There used to be two rules of successful imperialism. First, don’t invade Russia. Second, don’t invade Afghanistan. As Rodric Braithwaite points out, invading the latter country itself offers no real difficulties. The Afghans abandon their strongholds and take to the hills, allowing the invader to enjoy the illusion of power in Kabul, with a puppet leader installed in the Bala Hissar, the old palace fortress. The problems come later, as a long war of attrition achieves little and finally obliges the invader to cut his losses and run.
Anyone can see that this is what is happening at present to the British and American forces. And it has happened before. It happened to the British in the 1840s — a tragic venture about which I wrote a novel, The Mulberry Empire. And it happened to the Russians in the 1980s. No one could regard this last episode as a success for the invaders, since it led almost directly to the collapse of the Soviet Union. It also placed the United States in a position of funding and arming the mujahedin, who — as the Taleban — would ultimately turn round and bite their sponsors.

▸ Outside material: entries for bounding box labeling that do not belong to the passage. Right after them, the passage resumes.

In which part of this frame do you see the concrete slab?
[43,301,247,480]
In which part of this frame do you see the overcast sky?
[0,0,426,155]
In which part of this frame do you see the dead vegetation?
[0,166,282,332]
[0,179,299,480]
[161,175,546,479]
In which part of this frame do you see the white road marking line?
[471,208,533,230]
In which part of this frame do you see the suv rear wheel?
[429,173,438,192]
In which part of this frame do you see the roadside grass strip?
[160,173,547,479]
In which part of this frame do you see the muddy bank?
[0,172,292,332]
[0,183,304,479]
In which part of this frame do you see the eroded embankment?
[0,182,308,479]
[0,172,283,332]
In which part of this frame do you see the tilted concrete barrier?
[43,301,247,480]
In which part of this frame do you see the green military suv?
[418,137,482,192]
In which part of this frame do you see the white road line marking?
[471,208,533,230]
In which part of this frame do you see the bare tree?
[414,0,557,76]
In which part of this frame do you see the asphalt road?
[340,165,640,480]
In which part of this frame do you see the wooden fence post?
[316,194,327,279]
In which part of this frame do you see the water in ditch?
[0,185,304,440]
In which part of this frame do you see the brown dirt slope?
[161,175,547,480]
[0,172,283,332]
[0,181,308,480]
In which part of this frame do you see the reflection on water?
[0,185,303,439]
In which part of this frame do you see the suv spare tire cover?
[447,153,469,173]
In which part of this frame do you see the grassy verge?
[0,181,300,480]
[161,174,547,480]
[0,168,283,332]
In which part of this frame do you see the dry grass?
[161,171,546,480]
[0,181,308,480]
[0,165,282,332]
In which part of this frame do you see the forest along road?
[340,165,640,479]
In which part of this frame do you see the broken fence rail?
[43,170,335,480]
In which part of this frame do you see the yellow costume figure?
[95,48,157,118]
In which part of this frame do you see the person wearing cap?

The meaning of this campaign has been much debated since, and it certainly resulted in some strange international bed- fellows. As late as 1998, Zbigniew Bzrezinski, the national security adviser to President Carter, was justifying that administration’s aid to the mujahedin thus:
What is more important in the history of the world? The Taleban, or the collapse of the Soviet empire? Some stirred-up Muslims, or the liberation of central Europe and the end of the Cold War?
By September 2001 that question no longer looked so rhetorical. Charlie Wilson, the well-known sponsor of the mujahedin in the US Congress, was happy to describe the warlord Jalaluddin Haqqani as ‘goodness personified’.